Page 99 of Minor Works of Meda

“But there’s nothing behind it. Wait. That… flickering? I think it’s just sunlight.”

“It’s another warship,” Kalcedon insisted. “You don’t see it?”

But suddenly it was there. The concealment cloaking the ship fell away, leaving a strange vessel riding high on the water. It was a massive contraption, a bone-white ship with four masts as well as a row of oars. A long bowsprit bore a figurehead, its shape indistinguishable over the distance. It was too far away for me to feel anything from it, but it had to be fae. A chill trickled down my spine like sweat sliding over skin.

The Buis ship began to turn towards the sudden apparition. There was a distance between the two. The Buis ship fired its skein-bows, to little effect.

It was sinking, rapidly, without any clear reason why.

There was nothing terribly dramatic about it. No smoke, no fire. Just one ship appearing and the other sinking. It only took a few minutes for it to vanish under the waves. We stared in silence. It occurred to me that even if we stopped any more stones from falling, even if the Ward remained in place a hundred years longer, our world as we’d known it was over. There were faeries, and more than just a handful, inside the Ward.

“What in horns,” I said softly, after the final slip of the Buis ‘rih was gone from view.

The fae ship slowly turned, pointed towards us—or just to Koraica beyond. It vanished from view again, slipping into a shimmering veil of light.

“Is it coming this way?” I breathed.

“Going to Koraica. It must be. They would’ve scried us yesterday, with all the noise we made.”

I looked at him. Kalcedon had been unmasked since we left the harbor. Now he was frowning, his brow furrowed as he squinted in the direction we’d last seen the ship.

“But what if it’s not?” I whispered.

“Well, it’s not pointing to Rovileis. That’s the good news.” He glanced down at me. “Still. Maybe we’d better take the long route.”

We turned south, taking a curving path that bent towards Nis-Illous rather than the straight way to Rovileis city. Kalcedon wasn’t at full strength yet, but he had power to spare. I used it to call the strongest wind that I thought our sail could handle, knocking us far out of the way. If the outland warship followed us, we didn’t see it, though perhaps it was buried deep in another concealment.

By nightfall we had reached the uninhabited saltmarsh isles between Temor and Nis-Illous. Most of the isles flooded periodically with the tide, leaving only the highest strips of land visible. The tide was low now. We followed one of the winding, muddy channels to a stand of scruffy trees that would provide a little cover. Dropping the wolf’s anchor, we ventured up to the highest point of land.

A tiny bug droned right next to my ear. I hissed and swatted at it.

“Probably shouldn’t risk a fire,” Kalcedon said. “Just in case.” He didn’t need to say out loud that we still couldn’t be certain the ship was headed towards Koraica.

I was barely listening. I felt the sharp prick of a bite as another bug landed on my arm. With a frustrated noise I grabbed Kalcedon’s heat and snapped up a shield. He flinched at the feeling and looked at me in surprise.

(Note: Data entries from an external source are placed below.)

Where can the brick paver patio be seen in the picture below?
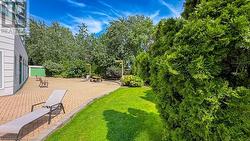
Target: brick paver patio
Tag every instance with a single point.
(78, 93)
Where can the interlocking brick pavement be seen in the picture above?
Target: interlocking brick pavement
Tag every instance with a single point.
(79, 92)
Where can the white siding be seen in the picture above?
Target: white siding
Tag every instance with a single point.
(20, 51)
(7, 47)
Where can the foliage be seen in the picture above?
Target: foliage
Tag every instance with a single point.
(76, 68)
(113, 72)
(189, 8)
(142, 66)
(124, 39)
(126, 114)
(127, 37)
(53, 68)
(201, 72)
(132, 81)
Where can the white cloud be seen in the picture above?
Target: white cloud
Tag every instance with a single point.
(171, 8)
(154, 15)
(113, 10)
(94, 26)
(79, 4)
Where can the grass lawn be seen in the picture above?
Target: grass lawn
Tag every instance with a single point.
(124, 115)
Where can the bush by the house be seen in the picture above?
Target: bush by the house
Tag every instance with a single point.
(132, 81)
(113, 72)
(142, 66)
(52, 68)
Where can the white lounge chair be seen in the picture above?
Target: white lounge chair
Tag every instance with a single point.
(53, 103)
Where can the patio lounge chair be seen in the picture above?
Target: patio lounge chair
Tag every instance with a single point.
(87, 78)
(43, 83)
(53, 103)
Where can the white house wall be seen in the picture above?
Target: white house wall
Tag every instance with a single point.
(20, 51)
(7, 47)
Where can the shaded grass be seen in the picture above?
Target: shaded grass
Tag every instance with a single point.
(124, 115)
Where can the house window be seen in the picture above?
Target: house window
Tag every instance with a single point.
(1, 71)
(20, 69)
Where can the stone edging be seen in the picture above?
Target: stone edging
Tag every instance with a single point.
(44, 134)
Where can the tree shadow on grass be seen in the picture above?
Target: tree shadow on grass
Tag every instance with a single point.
(150, 96)
(127, 126)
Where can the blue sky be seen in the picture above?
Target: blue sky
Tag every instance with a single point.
(96, 14)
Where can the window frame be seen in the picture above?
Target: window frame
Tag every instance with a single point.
(2, 87)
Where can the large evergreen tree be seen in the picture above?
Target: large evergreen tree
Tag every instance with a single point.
(201, 73)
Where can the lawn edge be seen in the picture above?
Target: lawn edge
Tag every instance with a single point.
(46, 133)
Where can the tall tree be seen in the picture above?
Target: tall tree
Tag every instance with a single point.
(189, 8)
(127, 37)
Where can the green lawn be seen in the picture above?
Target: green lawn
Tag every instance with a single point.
(124, 115)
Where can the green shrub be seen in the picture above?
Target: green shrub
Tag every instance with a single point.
(201, 75)
(76, 68)
(142, 66)
(53, 68)
(132, 81)
(113, 72)
(68, 69)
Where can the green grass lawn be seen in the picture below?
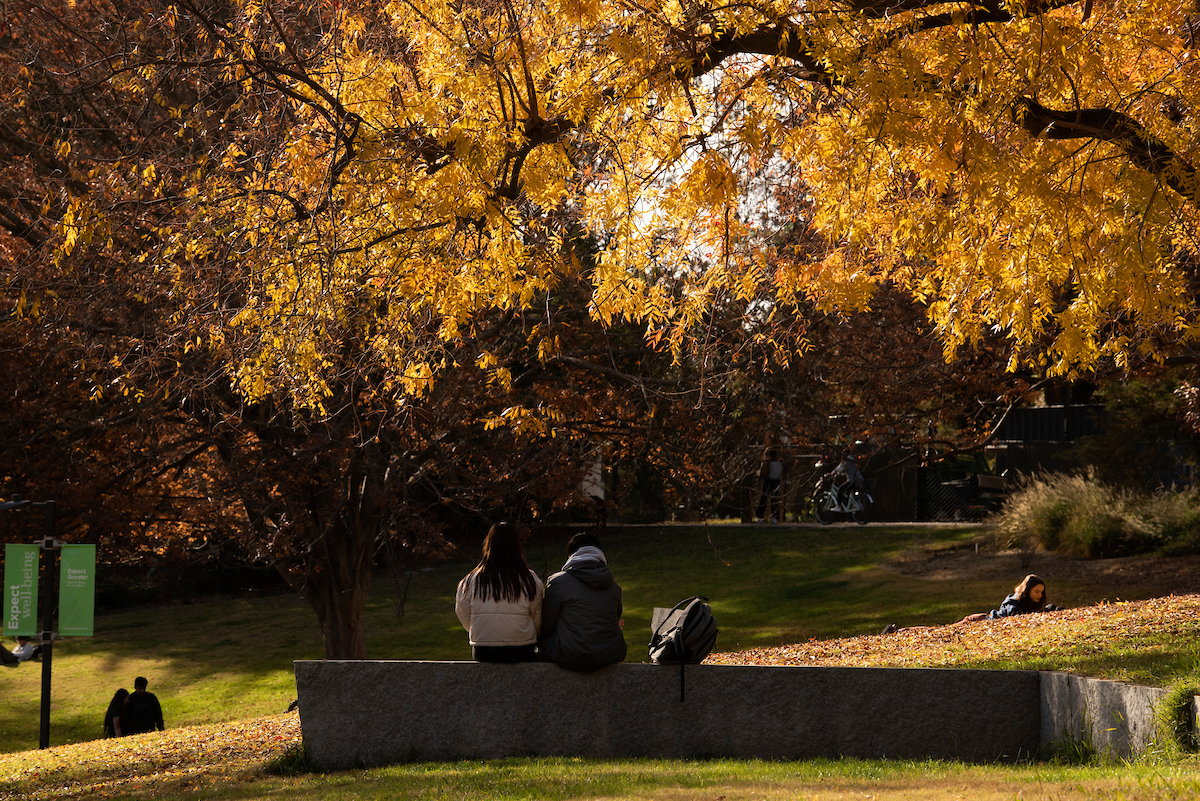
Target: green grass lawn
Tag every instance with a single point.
(231, 658)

“Bugs,” I told him, hands crabbed miserably into the spell. “Sorry I didn’t ask. There wasn’t time.”

He smiled crookedly. Kalcedon came to stand right in front of me. He raised his hands until they mirrored mine, then cautiously slid each of his fingers against my own, curling his hands into the spell’s pivots. I held my breath as the net of magic wavered, threatening to break. Kalcedon held steady.

“Make a real shield,” he told me gently. “One you don’t have to hold all night. I’ll keep this one going.”

Gratefully I slipped my hands free and went to work.

Chapter 43

At last, the first stirrings of dawn came. My body was stiff and achy from sleeping on the deck. I stretched, inhaling the smell of salt and decaying earth. Kalcedon was still asleep.

In the distance lay a hazy smear of cliffs I’d missed in the dark of evening. Nis-Illous, I thought, my heart tightening. For all I knew those were the cliffs by Eudoria’s cottage. We were close. Though we planned to go straight by it, I couldn’t help but study the cliff longingly. It was home. And a part of me, stupid and small and sorry, still believed Eudoria had just gone away. That she’d be back, someday. Maybe she was already, if we just walked through the front door…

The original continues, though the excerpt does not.